That's cool that the hub is as old as the bike! I'd still be surprised if it left the factory like that but all the more reason to leave it be.


----------



## Jeff54 (Nov 13, 2015)

Brian R. said:


> Thanks again everyone for the tips. Jeff54 thanks for the Sturmey Archer lead. The hub is stamped KB7 so this seems to be a hub from the 30s. Also, the logo says "Sturmey Archer Gears England" which is from 1935-1937 so it turns out this hub is right in the zone for being on the bike since new. Maybe the 7 in KB7 is the last digit in 1937? I had to use rust dissolving chemical to read the stamp on the front hub - it says New Departure Made in USA.




It is believed to be a 1937 hub, the predecessor of the AB. and whoa, slow down there, prob got nickel plating and you don't want to put harsh chemicals on it or you'll peal it off. It's rare and found on various European  and English empire country exports. It seems to be found, usually, on lightweight bikes which would have  1 3/8 rims and tires. Discovering it on a heavyweight sized bike is likely, super rare, indicating, high odds it was adapted to the fatter rims. And yet, what heavy weight came out with it? I'd expect an adaption as new to have used original type rims. And wonder, what the heck bike that hub was originally put on because, if those were adapted, why in heck wasn't the types peps believe to be original not used. Hence, them rims might be originally built on a heavy weight by who knows who? 

Personally, I'd leave those rims on it and give em a nice clean up, {complete disassembly},  with Oleic acid {do not use it on aluminum parts}. A lot of work but it's so special it's worth it. Moreover I'd be disassembling every tiny part on that bike, not simply for restoration but,  to get familiar with it. 

Google "KB7 hub" and "sturmey-archer KB7" there's a lot of info. 

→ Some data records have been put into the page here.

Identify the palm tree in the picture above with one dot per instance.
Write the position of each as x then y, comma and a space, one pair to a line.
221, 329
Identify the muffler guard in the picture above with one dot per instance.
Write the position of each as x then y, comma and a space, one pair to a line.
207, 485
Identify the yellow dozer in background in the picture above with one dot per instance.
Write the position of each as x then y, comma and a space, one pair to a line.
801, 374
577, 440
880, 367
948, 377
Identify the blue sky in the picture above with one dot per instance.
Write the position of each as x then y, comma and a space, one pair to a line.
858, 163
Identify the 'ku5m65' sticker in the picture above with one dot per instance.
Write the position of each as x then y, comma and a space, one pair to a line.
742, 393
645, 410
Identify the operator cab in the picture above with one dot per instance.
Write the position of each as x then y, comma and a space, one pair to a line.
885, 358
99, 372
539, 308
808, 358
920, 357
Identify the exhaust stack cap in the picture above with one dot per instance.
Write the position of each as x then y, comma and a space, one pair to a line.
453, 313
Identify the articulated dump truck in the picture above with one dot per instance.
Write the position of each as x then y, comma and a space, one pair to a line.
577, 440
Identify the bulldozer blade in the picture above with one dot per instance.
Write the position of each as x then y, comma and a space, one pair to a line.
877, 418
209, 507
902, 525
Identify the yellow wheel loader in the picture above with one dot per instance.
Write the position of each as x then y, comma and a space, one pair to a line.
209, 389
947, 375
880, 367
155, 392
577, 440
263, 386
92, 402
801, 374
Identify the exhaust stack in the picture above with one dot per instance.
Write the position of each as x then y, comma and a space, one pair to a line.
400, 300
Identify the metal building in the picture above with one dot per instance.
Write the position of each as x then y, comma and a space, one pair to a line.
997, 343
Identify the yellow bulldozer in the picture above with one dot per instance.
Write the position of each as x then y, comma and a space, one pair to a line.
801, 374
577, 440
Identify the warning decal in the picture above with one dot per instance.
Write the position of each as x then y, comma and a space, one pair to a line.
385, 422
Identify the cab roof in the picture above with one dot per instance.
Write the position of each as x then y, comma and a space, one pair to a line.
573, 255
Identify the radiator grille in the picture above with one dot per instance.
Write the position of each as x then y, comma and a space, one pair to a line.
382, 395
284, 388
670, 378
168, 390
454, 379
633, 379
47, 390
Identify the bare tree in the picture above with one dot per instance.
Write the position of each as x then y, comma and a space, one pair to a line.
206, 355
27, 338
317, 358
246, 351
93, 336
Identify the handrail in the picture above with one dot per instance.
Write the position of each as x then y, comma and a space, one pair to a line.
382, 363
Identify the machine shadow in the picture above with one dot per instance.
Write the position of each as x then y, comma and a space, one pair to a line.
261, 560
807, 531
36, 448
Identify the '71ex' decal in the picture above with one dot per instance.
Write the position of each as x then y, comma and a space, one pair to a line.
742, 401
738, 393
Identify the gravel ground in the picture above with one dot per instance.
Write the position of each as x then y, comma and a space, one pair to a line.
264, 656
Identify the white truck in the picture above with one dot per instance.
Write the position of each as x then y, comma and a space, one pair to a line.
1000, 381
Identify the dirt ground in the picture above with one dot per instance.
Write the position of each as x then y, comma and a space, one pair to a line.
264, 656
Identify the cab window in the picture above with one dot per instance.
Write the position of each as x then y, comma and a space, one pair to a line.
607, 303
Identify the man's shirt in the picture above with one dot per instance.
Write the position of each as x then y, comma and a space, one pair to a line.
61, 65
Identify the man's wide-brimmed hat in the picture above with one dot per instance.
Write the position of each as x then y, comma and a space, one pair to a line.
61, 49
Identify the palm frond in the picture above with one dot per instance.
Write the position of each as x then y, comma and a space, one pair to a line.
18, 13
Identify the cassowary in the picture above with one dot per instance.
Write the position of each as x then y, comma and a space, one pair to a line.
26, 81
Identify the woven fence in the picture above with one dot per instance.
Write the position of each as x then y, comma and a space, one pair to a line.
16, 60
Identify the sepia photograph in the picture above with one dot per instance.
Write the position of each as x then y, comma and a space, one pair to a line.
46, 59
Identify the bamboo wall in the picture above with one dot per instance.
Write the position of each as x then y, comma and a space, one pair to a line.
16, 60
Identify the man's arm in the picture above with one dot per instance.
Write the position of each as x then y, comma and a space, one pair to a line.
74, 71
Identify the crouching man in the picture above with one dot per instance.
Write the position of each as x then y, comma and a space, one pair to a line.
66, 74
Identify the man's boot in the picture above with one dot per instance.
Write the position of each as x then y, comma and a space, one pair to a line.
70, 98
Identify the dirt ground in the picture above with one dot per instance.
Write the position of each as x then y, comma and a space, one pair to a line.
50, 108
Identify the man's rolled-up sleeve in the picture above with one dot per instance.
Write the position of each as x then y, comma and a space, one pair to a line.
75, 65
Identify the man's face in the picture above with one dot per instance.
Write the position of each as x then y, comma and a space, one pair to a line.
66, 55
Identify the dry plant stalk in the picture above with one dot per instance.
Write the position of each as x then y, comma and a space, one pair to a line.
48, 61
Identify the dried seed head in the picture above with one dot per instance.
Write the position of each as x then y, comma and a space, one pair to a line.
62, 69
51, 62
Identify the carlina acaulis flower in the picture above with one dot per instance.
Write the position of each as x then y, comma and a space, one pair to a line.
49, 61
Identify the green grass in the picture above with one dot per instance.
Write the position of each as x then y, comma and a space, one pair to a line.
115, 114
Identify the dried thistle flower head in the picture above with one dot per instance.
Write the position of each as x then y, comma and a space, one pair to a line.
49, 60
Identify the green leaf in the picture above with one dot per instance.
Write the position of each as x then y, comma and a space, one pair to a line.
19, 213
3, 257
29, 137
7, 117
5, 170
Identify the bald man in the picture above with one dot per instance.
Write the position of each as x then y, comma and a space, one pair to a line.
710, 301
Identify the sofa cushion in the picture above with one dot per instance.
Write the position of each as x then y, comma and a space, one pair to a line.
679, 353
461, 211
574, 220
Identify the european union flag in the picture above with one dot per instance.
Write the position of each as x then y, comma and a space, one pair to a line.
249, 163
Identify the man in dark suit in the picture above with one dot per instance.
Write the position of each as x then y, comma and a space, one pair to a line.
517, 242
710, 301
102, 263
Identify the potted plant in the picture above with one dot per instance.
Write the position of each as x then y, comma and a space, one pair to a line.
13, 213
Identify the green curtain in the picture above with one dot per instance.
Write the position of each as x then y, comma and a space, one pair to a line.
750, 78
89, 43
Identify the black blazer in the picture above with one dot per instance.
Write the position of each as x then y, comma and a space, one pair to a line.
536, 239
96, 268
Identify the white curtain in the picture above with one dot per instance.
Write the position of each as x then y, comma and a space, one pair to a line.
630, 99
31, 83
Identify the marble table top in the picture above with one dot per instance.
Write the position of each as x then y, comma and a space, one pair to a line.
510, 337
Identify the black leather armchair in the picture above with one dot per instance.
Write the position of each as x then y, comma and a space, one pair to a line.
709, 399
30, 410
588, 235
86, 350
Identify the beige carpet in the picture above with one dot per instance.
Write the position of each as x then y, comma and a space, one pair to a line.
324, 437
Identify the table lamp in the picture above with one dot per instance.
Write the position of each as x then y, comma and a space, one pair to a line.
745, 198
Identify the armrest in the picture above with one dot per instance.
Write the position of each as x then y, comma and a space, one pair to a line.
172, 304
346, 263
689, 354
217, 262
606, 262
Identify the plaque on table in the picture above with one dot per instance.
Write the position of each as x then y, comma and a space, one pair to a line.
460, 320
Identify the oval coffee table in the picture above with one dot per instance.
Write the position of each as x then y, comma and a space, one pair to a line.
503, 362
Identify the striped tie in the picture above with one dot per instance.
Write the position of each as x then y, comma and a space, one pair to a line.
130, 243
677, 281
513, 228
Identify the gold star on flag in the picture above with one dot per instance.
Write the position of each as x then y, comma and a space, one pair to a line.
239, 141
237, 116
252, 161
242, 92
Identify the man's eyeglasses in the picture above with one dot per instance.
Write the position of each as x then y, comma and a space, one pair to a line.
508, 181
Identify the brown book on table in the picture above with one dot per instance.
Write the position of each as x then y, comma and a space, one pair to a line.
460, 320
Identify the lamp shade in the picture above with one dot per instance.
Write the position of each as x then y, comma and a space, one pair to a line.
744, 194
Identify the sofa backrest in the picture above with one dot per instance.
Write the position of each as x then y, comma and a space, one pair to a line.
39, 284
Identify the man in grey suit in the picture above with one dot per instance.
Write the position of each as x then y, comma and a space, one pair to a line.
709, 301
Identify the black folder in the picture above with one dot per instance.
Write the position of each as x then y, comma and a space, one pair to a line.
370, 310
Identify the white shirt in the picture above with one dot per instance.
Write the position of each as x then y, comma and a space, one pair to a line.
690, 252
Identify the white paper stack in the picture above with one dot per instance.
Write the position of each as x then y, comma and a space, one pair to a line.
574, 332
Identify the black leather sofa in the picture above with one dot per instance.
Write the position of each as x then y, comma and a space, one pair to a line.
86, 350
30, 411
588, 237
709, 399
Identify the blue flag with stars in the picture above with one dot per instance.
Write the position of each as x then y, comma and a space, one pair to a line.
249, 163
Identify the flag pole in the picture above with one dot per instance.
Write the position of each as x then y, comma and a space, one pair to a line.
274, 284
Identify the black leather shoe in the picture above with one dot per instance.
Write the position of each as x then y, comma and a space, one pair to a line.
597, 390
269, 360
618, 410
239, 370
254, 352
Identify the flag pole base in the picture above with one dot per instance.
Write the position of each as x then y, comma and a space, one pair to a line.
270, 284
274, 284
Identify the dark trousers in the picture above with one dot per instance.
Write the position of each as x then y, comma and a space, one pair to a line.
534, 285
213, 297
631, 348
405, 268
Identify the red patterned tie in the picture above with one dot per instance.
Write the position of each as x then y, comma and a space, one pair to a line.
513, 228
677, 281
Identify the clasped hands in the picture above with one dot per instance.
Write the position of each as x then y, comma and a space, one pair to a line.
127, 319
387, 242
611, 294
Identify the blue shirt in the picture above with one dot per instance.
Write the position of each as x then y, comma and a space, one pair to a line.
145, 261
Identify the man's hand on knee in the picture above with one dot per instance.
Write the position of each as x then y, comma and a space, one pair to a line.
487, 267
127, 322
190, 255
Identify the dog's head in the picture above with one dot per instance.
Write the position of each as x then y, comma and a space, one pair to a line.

And,, maybe your Gear control lever is 30's too, surprising, 1935 style has the same type of size and angles to them as do later 3 speed switches,  I found this @ http://sturmey-archerheritage.com/index.php?page=history-detail&id=46

 and says they're 1935;


----------



## zephyrblau (May 15, 2016)

searching for something else this came up... and given that Silver Kings are one of my all time faves I can say is you hit a home run! 
not sure what else to add that hasn't been stated already. interesting data point; the wide rear fender brace is typically associated w/ a '37 model.  is there a casting just aft of the bottom bracket for mounting a butterfly type stand ?
finally, please consider posting this to the thread titled "calling all Silver King collectors" 
again, nice score.


----------



## SirMike1983 (May 15, 2016)

Their website is wrong, even if it has really nice pictures. In 1937, the correct shifter would be the quadrant type at the far left with the black paint. The striped type would be 1940s. The two handlebar shifters are 1950s.

The first modern handlebar shifter was the long lever model (1938-48). There was also a very early "barrel" handle bar shifter in the early 1900s, but that's a different period all together.










Jeff54 said:


> It is believed to be a 1937 hub, the predecessor of the AB. and whoa, slow down there, prob got nickel plating and you don't want to put harsh chemicals on it or you'll peal it off. It's rare and found on various European  and English empire country exports. It seems to be found, usually, on lightweight bikes which would have  1 3/8 rims and tires. Discovering it on a heavyweight sized bike is likely, super rare, indicating, high odds it was adapted to the fatter rims. And yet, what heavy weight came out with it? I'd expect an adaption as new to have used original type rims. And wonder, what the heck bike that hub was originally put on because, if those were adapted, why in heck wasn't the types peps believe to be original not used. Hence, them rims might be originally built on a heavy weight by who knows who?
> 
> Personally, I'd leave those rims on it and give em a nice clean up, {complete disassembly},  with Oleic acid {do not use it on aluminum parts}. A lot of work but it's so special it's worth it. Moreover I'd be disassembling every tiny part on that bike, not simply for restoration but,  to get familiar with it.
> 
> ...


----------



## MaxGlide (May 16, 2016)

If that's $200 Canadian that's like $49 US by the way!


----------